To validate the superiority of our proposed method, we conducted the following comparative experiments:

1. Guided trajectory RL with demonstration density sampling states + BC (Our method).

2. Naive trajectory RL with demonstration density sampling states + BC.

3. Partially Guided DDPG trajectory RL with continuous states.

4. Naive DDPG trajectory RL with continuous states.

5. Knowledge-based strategy only + BC.

's important to note that our guided reinforcement learning method cannot be fully applied to the DDPG method. Therefore, in experiment 3, we only used the network parameters from experiment 5 to initialize the DDPG Actor network and used the exploration range constraints obtained from Section 3.2 to restrict exploration behavior. To allow the Critic network's parameters to adapt to the initial Actor parameters, we did not train the Actor network in the first 100 steps, and these steps were not counted in the learning process. That is, the learning process for experiment 3 began after 100 steps. Additionally, since experiment 5 did not involve iterations, we will directly present its experimental results.

Furthermore, since network parameter initialization was performed in Experiment 3, we set the number of iteration steps to 5,000 for this experiment, while in Experiment 4, it was set to 10,000 steps. In recording, we also noted data at intervals of 50 steps for Experiment 3 and 100 steps for Experiment 4, ultimately obtaining 100 sets of data.

We test the trajectory policy of the obtained agents in experiment 1–4 as shown in Figure 7. It illustrates the policy changes over the learning iteration goes on. For Experiments 1 and 2, we recorded the policy experimental results after the 3rd, 20th, 50th, and 100th complete iterations. For Experiments 3 and 4, we showcased the data from the 3rd, 20th, 50th, and 100th sets. For each set of data, we uniformly sampled 600 trajectories in the entire task space, each trajectory lasting 200 time steps. The figure demonstrates the learning situation of these trajectories.

Figure 7
www.frontiersin.org

Figure 7. The result of the test trajectory policy of the obtained agents in experiment 1–4. (A–D) is the result of experiment 1. (E–H) is the result of experiment 2. (I–L) is the result of experiment 1. (M–P) is the result of experiment 4.

In Figure 8, we conducted BC for the policies obtained from Experiments 1 and 2, presenting the trajectory test results of the policies represented by neural networks.
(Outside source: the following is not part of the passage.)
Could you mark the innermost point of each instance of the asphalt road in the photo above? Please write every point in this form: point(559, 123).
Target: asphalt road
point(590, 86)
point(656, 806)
Additionally, this figure includes the trajectory test results from Experiment 5.

Figure 8
www.frontiersin.org

Figure 8. The result of the test trajectory policy of the BC process. (A, B) is the result of BC agent obtained in experiment 1 and experiment 2. (C) is the result of BC agent obtained in experiment 5.

We also recorded the environmental reward test results for each recorded iteration in Experiments 1–4, as shown in Figure 9. Additionally, we tested the reward results for Experiment 5, which are represented by dashed lines in each subplot.

Figure 9
www.frontiersin.org

Figure 9. The test results of the environment reward in experiment 1–4. (A) is the result of experiment 1. (B) is the result of experiment 2. (C) is the result of experiment 1. (D) is the result of experiment 4.

We also provide policy sampling diagrams for the results of Experiments 1–4, as illustrated in Figure 10. The policy sampling diagram for Experiment 5, which represents the knowledge strategy sampling, is shown in Figure 4.

Figure 10
www.frontiersin.org

Figure 10. The policy sampling of the test results of experiments 1–4. (A) is the result of experiment 1. (B) is the result of experiment 2. (C) is the result of experiment 1. (D) is the result of experiment 4.

Additionally, based on the continuous policy generated by the BC network in Experiment 1, we generated real robot trajectories and validated their feasibility on a Franka Emika robot. In the experiment, the robot's inverse kinematics were used to calculate the joint angles required for generating two-dimensional end-effector trajectories. Then, a joint position control method was employed to enable the robot to draw the flower trajectory. Snapshots of one experiment and several experimental result images are shown in Figure 11. Furthermore, a video of the experiment will be uploaded to https://youtube.com/shorts/FGWAfngazxk?feature=share.

Figure 11
www.frontiersin.org

Figure 11. The picture of the real world experiment snapshots and the flower drawing results.

5.3 Results and evaluation

As shown in (Figures 7AD), under the influence of the knowledge strategy and guided exploration, the reinforcement learning agent can quickly learn useful policies. Through iteration, these policies are optimized, allowing the agent to learn a global strategy capable of generating complete trajectories. This process also leads to better adaptation to the environment and the acquisition of more rewards.

For the unguided sampling-based reinforcement learning method in Experiment 2, while the agent can learn strategies to obtain rewards, the lack of guided policies means it lacks long-term vision. It can only learn strategies concentrated in reward areas, failing to generate complete trajectories and obtaining only limited, unstable rewards.

In the guided DDPG method, thanks to parameter initialization and exploration guidance, the agent initially performs well, learning better strategies in the early stages of the trajectory. However, as this method is neural network-based and cannot sample the entire task space's strategies simultaneously, the agent gradually forgets the initial effective strategies. This leads to slow learning initially and rapid forgetting later, preventing the formation of an effective global strategy.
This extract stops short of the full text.